Schubert, supra, at 600.
While law school instruction in public law remained in rigor mortis after the Burgesses and the Goodnows passed from the teaching scene, political science work in public law went through a long period of degeneration, in which the gains achieved by the preeminence of a few outstanding scholars (e.g., Corwin, Cushman, Haines, Mason, and Swisher) could not compensate for the bland mediocrity that characterized the field generally. Most of the persons who taught political science courses in public law during the long period spanned by the two world wars either were themselves lawyers or (which was often worse) were imitators of lawyers whose pedagogical ideal was the stereotyped law school-type course in public law, of which they offered a watered-down version for political science undergraduate students. Such persons did little research; and what little they did was in the legal tradition and was published mostly in law rather than in political science journals. No wonder other political scientists ignored their public law colleagues.
Id. at 602-603.
Public law, in political science, is a rapidly dying tradition; and it seems certain that, no matter what happens in the law schools, students of politics increasingly are going to study the judicial process and judicial behavior instead of constitutional doctrine.
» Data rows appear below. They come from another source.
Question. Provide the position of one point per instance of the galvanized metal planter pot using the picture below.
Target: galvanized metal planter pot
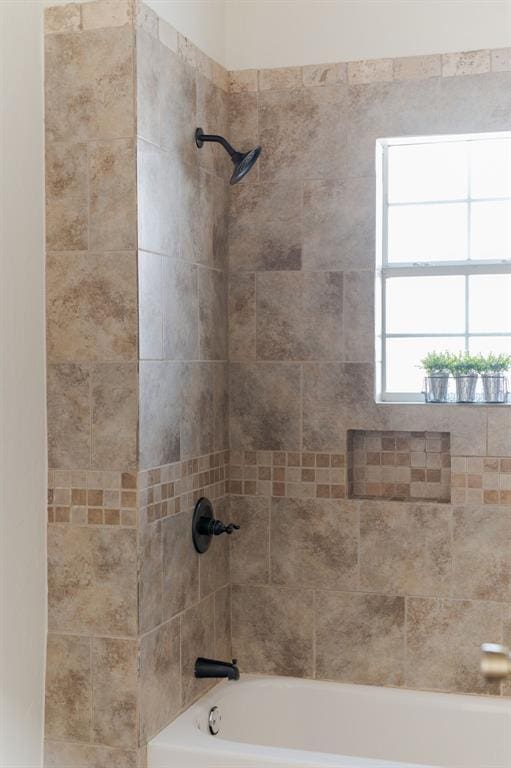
(494, 387)
(436, 388)
(466, 388)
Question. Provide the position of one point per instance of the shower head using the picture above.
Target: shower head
(242, 161)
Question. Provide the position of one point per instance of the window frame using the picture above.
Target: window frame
(386, 270)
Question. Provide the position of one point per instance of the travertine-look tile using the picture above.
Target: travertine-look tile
(68, 688)
(314, 543)
(466, 63)
(339, 224)
(212, 314)
(370, 71)
(112, 197)
(89, 85)
(265, 227)
(417, 67)
(150, 306)
(180, 565)
(114, 416)
(223, 649)
(250, 551)
(242, 319)
(69, 435)
(242, 80)
(159, 413)
(299, 315)
(280, 79)
(157, 212)
(92, 582)
(114, 685)
(360, 638)
(197, 639)
(150, 577)
(66, 18)
(443, 643)
(91, 307)
(62, 754)
(265, 406)
(405, 548)
(324, 74)
(109, 13)
(272, 630)
(160, 678)
(501, 60)
(180, 310)
(66, 196)
(482, 554)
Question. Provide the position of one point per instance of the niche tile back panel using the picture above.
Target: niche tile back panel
(399, 465)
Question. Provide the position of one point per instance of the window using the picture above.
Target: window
(445, 252)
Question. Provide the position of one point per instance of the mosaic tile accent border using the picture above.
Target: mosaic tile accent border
(83, 497)
(288, 474)
(481, 480)
(372, 71)
(174, 488)
(406, 466)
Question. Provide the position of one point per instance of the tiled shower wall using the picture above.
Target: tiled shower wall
(367, 591)
(137, 379)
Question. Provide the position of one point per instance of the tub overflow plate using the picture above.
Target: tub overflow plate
(214, 719)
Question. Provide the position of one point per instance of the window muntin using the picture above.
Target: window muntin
(445, 256)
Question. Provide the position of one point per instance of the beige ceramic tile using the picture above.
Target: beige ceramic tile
(272, 630)
(160, 678)
(324, 74)
(466, 63)
(92, 583)
(346, 652)
(314, 543)
(107, 13)
(443, 643)
(114, 683)
(66, 18)
(68, 688)
(243, 80)
(370, 71)
(417, 67)
(405, 548)
(91, 307)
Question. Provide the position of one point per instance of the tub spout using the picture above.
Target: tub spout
(214, 668)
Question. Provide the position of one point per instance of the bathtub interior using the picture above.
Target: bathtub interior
(279, 715)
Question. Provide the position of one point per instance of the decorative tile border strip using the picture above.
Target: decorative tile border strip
(481, 480)
(401, 466)
(174, 488)
(84, 497)
(292, 474)
(368, 71)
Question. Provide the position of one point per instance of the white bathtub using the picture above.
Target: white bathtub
(283, 721)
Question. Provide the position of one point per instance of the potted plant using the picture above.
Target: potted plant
(437, 367)
(493, 369)
(465, 369)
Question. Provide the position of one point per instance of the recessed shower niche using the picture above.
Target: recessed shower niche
(404, 466)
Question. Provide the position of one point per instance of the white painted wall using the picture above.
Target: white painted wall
(280, 33)
(202, 21)
(22, 387)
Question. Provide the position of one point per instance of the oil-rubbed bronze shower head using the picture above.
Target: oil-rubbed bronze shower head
(242, 161)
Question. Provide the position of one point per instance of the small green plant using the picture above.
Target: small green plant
(464, 364)
(437, 363)
(494, 364)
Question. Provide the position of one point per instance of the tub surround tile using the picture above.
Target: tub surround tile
(443, 644)
(272, 630)
(360, 638)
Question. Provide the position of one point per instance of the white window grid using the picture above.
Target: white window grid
(465, 267)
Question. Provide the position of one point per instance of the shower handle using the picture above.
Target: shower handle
(495, 661)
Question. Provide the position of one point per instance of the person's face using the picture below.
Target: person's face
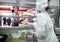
(16, 9)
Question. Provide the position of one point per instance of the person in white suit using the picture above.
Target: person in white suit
(44, 28)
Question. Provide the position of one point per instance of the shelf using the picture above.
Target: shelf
(20, 27)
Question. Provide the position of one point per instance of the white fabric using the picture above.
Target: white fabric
(44, 28)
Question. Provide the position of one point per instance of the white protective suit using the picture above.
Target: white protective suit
(44, 28)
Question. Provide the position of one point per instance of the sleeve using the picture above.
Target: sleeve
(40, 27)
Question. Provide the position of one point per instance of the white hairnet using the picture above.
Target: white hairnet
(41, 4)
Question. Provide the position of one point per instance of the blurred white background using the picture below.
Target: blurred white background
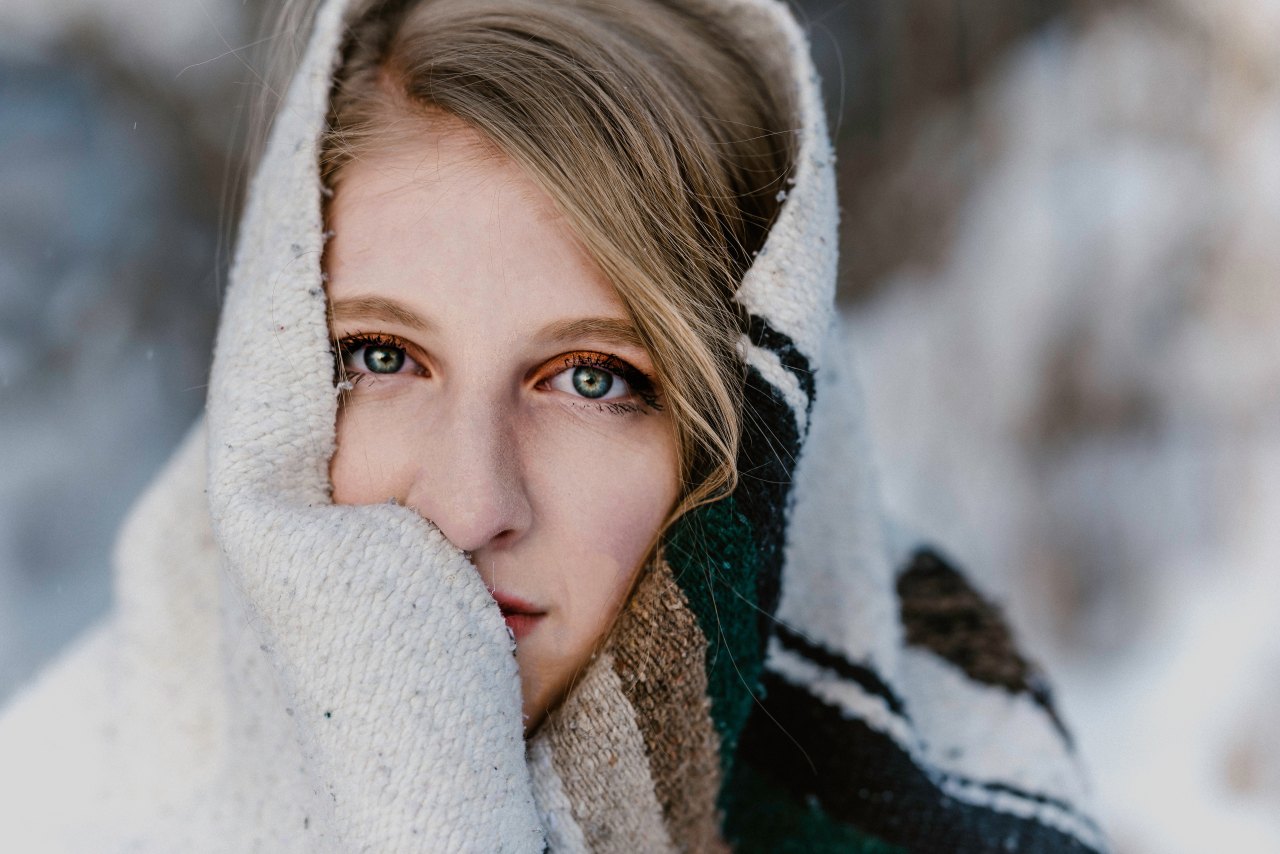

It is by no means certain, at this time, what direction legal study will choose, although the prognosis cannot be very favorable, if one is to judge in the light of the governing precedents of the past half dozen decades.
Id. at 612.
I don’t want to end this blog forum on a dispiriting note, so I’ll end with Pritchett: “Hopefully the field of public law, having demonstrated that its data can be put on scalograms and measured by a Shapely-Shubik power index, will remain catholic enough to accommodate those political scientists who continue to find interest in the data of constitutional history, judicial biography, jurisprudence, the philosophies of judges, and commentaries on Supreme Court decisions.” C. Herman Pritchett, Public Law and Judicial Behavior, 30 J. of Politics 480, 509 (1968).